“I've always been surprised by the small number of works in the last 25 years about the US invasion of Panama, be it in literature, cinema and any other art form. It feels as though collective memory has been filed away and long forgotten.}
“This documentary, perhaps the first one made by a Panamanian, is a good opportunity to address an almost untouched collective trauma, and to analyze why so little has been said about it,” says Panamanian filmmaker Abner Benaim about his documentary Invasión.
Rather than a cold research including facts, numbers, archive footage and so-called objective information, Invasión goes for the memories of all kinds of Panamanian citizens, from the indigent residents of the El Chorrillo neighbourhood, more privileged ordinary people to famous personalities like boxer Roberto “Mano de piedra” Durán and singer Rubén Blades.
So expect a long string of brief and candid testimonies, filmed mostly in the places where the interviewees were at the time of the invasion back in 1989, which do make up a collective canvas of how folks with different viewpoints. Think of the tragedy and farce of the US operation to remove General Manuel Noriega from rule. Some people regard themselves as pro-Noriega, without acknowledging his being a dictator, as they were and are opposed to the participation and manipulation by the US in the fate of Panama — prior to the invasion.
Others were and are against Noriega's corrupt dictatorship, but also were and are against the US invasion that left some many innocent people injured and dead, a catastrophe for which no exact number of victims has been established so far (of course, there's an explanation for this, which the film exposes). Invasión is not a naive picture at all, it unveils the many layers of a complex state of things that differed from the official story. An event that many would like to forget, even if they can't and won't be able to.

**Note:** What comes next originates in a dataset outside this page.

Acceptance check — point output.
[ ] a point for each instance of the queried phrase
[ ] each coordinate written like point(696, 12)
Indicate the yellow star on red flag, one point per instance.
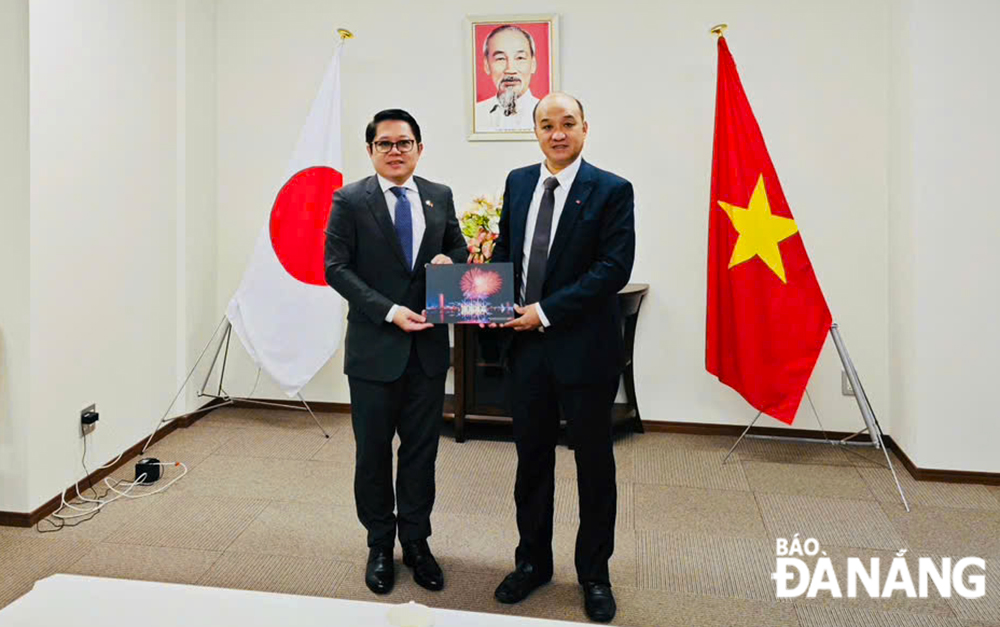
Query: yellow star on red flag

So as the interviewees talk about, and also represent, the way things were when the US landed in Panama, you get to see individuals for whom deep emotions surface when the event is evoked. This is what matters most in a documentary that aims at apprehending the human factor. On the other hand, it's a bit too long for what it has to say, and even for how it says it. Ten or fifteen minutes less as well as fewer testimonies would have made a difference in its rythm and narrative progression. As it is, it sometimes stalls and becomes a bit repetitive. Other than that, Invasión is a fine piece that sheds light on an event that needs to be revised time and again.